Let’s imagine what happens when a user enter the password, The password get hashed and saved in the database and there’s few process and checks happens before that, We will get to that in a moment.
So SQL injection is probably the first thing comes to mind when testing password in sign up page, But the website was hashing the password before inserting it into the database as we imagined.
Since there’s a hash process happens we can also try to send long password string and the hashing process will result in CPU and memory exhaustion if the string was very long and saved in the database. But the website was limiting the password to 255 characters only.

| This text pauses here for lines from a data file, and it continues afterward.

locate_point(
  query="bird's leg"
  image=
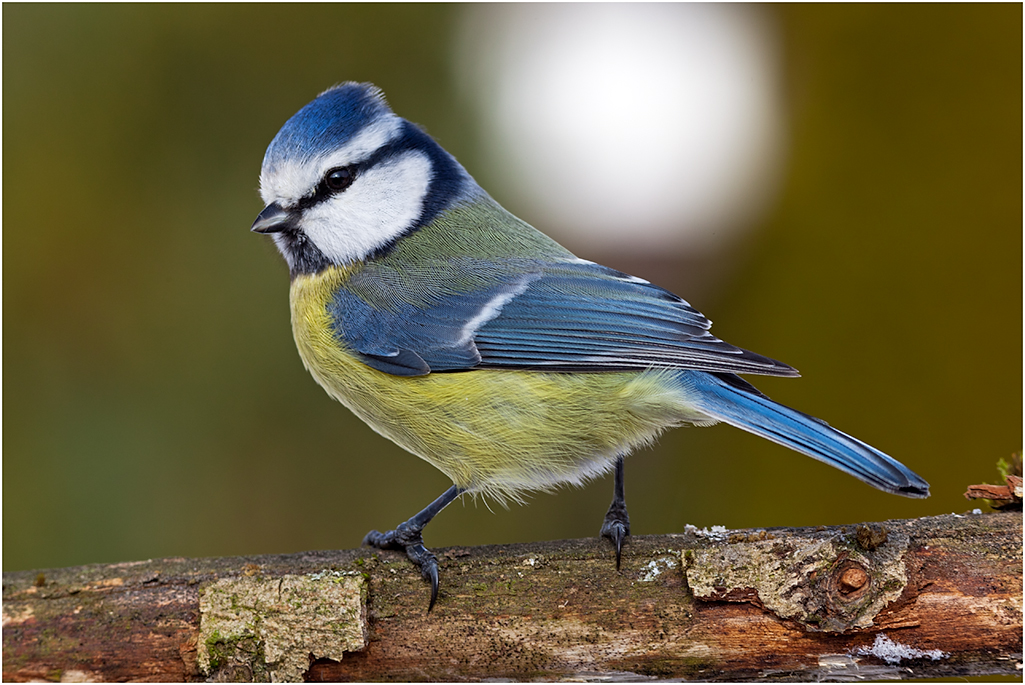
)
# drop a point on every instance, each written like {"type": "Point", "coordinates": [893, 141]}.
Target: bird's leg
{"type": "Point", "coordinates": [617, 524]}
{"type": "Point", "coordinates": [407, 536]}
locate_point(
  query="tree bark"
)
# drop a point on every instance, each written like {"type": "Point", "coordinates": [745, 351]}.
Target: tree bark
{"type": "Point", "coordinates": [936, 597]}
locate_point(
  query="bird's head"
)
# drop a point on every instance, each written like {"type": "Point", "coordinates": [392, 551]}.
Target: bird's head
{"type": "Point", "coordinates": [345, 177]}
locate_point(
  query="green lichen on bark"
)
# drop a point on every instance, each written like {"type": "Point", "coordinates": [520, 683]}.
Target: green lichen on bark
{"type": "Point", "coordinates": [267, 629]}
{"type": "Point", "coordinates": [801, 578]}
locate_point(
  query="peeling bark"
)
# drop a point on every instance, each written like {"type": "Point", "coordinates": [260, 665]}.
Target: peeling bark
{"type": "Point", "coordinates": [926, 598]}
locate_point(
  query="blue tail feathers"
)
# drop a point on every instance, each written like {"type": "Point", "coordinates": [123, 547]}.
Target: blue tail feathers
{"type": "Point", "coordinates": [736, 402]}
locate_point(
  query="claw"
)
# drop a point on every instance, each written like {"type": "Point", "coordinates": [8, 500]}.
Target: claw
{"type": "Point", "coordinates": [408, 537]}
{"type": "Point", "coordinates": [617, 524]}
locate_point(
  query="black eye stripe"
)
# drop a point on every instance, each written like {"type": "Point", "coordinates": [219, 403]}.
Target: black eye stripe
{"type": "Point", "coordinates": [339, 178]}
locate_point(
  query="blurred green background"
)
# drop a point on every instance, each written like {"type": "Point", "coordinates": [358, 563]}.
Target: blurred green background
{"type": "Point", "coordinates": [155, 404]}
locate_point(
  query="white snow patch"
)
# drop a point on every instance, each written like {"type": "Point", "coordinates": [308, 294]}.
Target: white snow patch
{"type": "Point", "coordinates": [655, 568]}
{"type": "Point", "coordinates": [718, 533]}
{"type": "Point", "coordinates": [894, 652]}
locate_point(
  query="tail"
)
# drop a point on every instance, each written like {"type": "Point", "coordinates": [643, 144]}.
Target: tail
{"type": "Point", "coordinates": [734, 401]}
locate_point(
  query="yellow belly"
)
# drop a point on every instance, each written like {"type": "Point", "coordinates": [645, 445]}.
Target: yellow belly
{"type": "Point", "coordinates": [496, 432]}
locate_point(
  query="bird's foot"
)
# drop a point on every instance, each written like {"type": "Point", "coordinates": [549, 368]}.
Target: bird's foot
{"type": "Point", "coordinates": [616, 527]}
{"type": "Point", "coordinates": [409, 539]}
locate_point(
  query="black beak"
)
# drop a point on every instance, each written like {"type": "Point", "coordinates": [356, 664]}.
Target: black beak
{"type": "Point", "coordinates": [273, 219]}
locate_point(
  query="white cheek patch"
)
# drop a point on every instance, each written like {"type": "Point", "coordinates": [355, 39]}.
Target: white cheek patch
{"type": "Point", "coordinates": [287, 183]}
{"type": "Point", "coordinates": [381, 204]}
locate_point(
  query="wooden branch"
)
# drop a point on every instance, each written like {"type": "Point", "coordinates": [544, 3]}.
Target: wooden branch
{"type": "Point", "coordinates": [928, 598]}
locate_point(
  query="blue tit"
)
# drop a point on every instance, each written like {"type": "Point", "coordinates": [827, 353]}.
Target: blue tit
{"type": "Point", "coordinates": [482, 346]}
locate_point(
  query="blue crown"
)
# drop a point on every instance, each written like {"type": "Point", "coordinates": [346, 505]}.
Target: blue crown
{"type": "Point", "coordinates": [334, 117]}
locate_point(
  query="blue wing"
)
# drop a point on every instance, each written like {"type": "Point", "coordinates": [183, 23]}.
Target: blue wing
{"type": "Point", "coordinates": [557, 316]}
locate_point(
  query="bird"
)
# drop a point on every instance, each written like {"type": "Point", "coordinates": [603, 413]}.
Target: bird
{"type": "Point", "coordinates": [482, 346]}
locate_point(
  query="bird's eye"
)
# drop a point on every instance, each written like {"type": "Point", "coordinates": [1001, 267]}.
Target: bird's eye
{"type": "Point", "coordinates": [339, 178]}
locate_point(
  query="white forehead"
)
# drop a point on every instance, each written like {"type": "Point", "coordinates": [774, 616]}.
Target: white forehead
{"type": "Point", "coordinates": [288, 180]}
{"type": "Point", "coordinates": [382, 203]}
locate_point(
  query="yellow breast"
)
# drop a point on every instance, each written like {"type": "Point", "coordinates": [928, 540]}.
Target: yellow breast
{"type": "Point", "coordinates": [498, 432]}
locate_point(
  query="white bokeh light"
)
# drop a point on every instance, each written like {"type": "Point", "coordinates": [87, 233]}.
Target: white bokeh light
{"type": "Point", "coordinates": [640, 126]}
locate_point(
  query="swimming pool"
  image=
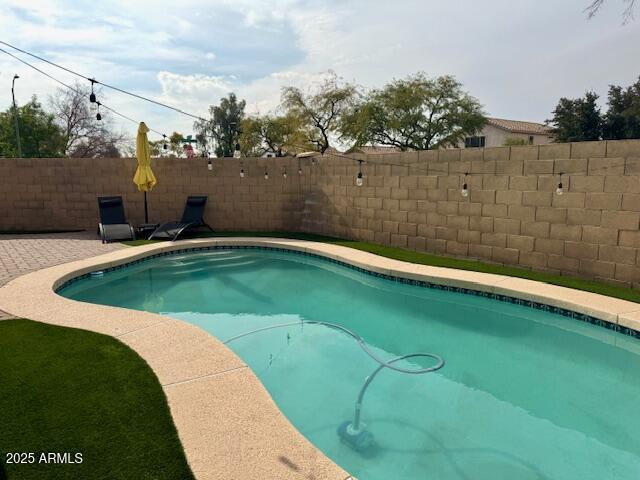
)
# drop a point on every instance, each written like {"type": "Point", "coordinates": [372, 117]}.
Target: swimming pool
{"type": "Point", "coordinates": [525, 393]}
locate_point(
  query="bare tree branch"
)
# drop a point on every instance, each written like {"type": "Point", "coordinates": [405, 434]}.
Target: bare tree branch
{"type": "Point", "coordinates": [594, 7]}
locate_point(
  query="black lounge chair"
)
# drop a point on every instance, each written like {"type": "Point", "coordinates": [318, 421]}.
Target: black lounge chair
{"type": "Point", "coordinates": [192, 218]}
{"type": "Point", "coordinates": [113, 224]}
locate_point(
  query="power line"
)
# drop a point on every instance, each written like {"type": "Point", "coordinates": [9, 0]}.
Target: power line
{"type": "Point", "coordinates": [75, 89]}
{"type": "Point", "coordinates": [93, 80]}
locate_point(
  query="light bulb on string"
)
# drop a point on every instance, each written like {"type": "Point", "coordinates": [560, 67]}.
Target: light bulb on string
{"type": "Point", "coordinates": [559, 189]}
{"type": "Point", "coordinates": [92, 95]}
{"type": "Point", "coordinates": [359, 177]}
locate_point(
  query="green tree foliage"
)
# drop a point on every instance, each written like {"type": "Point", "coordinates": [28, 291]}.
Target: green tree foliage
{"type": "Point", "coordinates": [623, 116]}
{"type": "Point", "coordinates": [415, 113]}
{"type": "Point", "coordinates": [320, 112]}
{"type": "Point", "coordinates": [39, 134]}
{"type": "Point", "coordinates": [223, 126]}
{"type": "Point", "coordinates": [577, 120]}
{"type": "Point", "coordinates": [84, 135]}
{"type": "Point", "coordinates": [175, 144]}
{"type": "Point", "coordinates": [282, 135]}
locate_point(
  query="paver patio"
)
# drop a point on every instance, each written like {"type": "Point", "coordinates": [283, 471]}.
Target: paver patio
{"type": "Point", "coordinates": [20, 254]}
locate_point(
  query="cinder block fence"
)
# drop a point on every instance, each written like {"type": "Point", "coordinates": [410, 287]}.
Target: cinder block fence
{"type": "Point", "coordinates": [512, 213]}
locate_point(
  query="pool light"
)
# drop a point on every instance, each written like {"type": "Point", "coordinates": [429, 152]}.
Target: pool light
{"type": "Point", "coordinates": [359, 178]}
{"type": "Point", "coordinates": [559, 189]}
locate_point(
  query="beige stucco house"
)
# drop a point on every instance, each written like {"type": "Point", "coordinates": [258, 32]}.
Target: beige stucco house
{"type": "Point", "coordinates": [499, 132]}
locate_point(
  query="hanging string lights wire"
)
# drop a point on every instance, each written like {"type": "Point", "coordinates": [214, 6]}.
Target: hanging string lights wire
{"type": "Point", "coordinates": [92, 95]}
{"type": "Point", "coordinates": [237, 153]}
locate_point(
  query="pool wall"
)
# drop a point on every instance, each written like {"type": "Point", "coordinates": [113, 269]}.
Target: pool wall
{"type": "Point", "coordinates": [227, 422]}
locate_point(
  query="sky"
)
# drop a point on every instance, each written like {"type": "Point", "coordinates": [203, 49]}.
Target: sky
{"type": "Point", "coordinates": [517, 57]}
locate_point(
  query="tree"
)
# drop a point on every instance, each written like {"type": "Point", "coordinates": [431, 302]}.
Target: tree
{"type": "Point", "coordinates": [39, 134]}
{"type": "Point", "coordinates": [84, 135]}
{"type": "Point", "coordinates": [320, 113]}
{"type": "Point", "coordinates": [594, 7]}
{"type": "Point", "coordinates": [223, 126]}
{"type": "Point", "coordinates": [281, 135]}
{"type": "Point", "coordinates": [416, 113]}
{"type": "Point", "coordinates": [577, 120]}
{"type": "Point", "coordinates": [622, 119]}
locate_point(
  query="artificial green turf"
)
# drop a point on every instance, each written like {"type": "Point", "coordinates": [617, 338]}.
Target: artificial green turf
{"type": "Point", "coordinates": [68, 390]}
{"type": "Point", "coordinates": [440, 261]}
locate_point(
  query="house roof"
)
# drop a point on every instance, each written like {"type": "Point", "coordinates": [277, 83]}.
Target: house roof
{"type": "Point", "coordinates": [375, 149]}
{"type": "Point", "coordinates": [517, 126]}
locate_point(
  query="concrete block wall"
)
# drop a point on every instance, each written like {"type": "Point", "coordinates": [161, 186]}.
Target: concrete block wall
{"type": "Point", "coordinates": [46, 194]}
{"type": "Point", "coordinates": [411, 200]}
{"type": "Point", "coordinates": [512, 214]}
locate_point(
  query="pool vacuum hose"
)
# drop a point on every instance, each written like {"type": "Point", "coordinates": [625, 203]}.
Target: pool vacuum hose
{"type": "Point", "coordinates": [354, 433]}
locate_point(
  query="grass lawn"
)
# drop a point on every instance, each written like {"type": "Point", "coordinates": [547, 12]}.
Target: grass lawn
{"type": "Point", "coordinates": [68, 390]}
{"type": "Point", "coordinates": [440, 261]}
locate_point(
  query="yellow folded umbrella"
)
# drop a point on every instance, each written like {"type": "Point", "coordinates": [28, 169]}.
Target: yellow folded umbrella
{"type": "Point", "coordinates": [144, 177]}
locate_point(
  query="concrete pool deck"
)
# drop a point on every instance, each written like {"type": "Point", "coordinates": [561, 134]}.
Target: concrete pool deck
{"type": "Point", "coordinates": [227, 422]}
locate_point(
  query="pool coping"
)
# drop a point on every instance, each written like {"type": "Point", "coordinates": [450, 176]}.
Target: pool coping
{"type": "Point", "coordinates": [227, 422]}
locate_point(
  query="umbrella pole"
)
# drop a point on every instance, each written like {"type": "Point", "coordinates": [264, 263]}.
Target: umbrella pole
{"type": "Point", "coordinates": [146, 209]}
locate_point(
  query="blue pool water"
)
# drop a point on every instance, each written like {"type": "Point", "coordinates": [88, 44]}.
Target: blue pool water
{"type": "Point", "coordinates": [525, 394]}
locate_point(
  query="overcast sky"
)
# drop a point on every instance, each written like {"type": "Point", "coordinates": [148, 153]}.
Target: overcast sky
{"type": "Point", "coordinates": [516, 57]}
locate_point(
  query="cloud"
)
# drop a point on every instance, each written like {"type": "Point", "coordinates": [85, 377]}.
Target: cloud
{"type": "Point", "coordinates": [518, 58]}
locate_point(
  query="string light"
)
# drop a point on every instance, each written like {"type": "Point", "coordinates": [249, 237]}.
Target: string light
{"type": "Point", "coordinates": [465, 188]}
{"type": "Point", "coordinates": [92, 95]}
{"type": "Point", "coordinates": [359, 179]}
{"type": "Point", "coordinates": [559, 189]}
{"type": "Point", "coordinates": [69, 87]}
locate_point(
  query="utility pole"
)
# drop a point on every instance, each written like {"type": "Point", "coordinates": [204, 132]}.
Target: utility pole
{"type": "Point", "coordinates": [15, 115]}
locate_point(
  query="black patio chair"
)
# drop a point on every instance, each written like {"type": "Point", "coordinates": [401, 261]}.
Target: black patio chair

But I noticed a very interesting function which is a password complexity check! and it was implemented on the server side.
What is password complexity check?
It’s an algorithmic method to check how strong the password is by using common password wordlists and other methods one of them is l33t speak, which will comes very handy and you’ll know why later.
Now, I know that the website is using a password complexity check and it was implemented server side and most importantly this function is put before the password length limit!
So the attack vector was very clear for me from this point,
An algorithm takes user input and process it against patterns so when we put a very long password string it will probably can’t go without entering some sort of search complexity problem and that exactly what happened when entering long password string! Which cause computing resources to be drained in the process.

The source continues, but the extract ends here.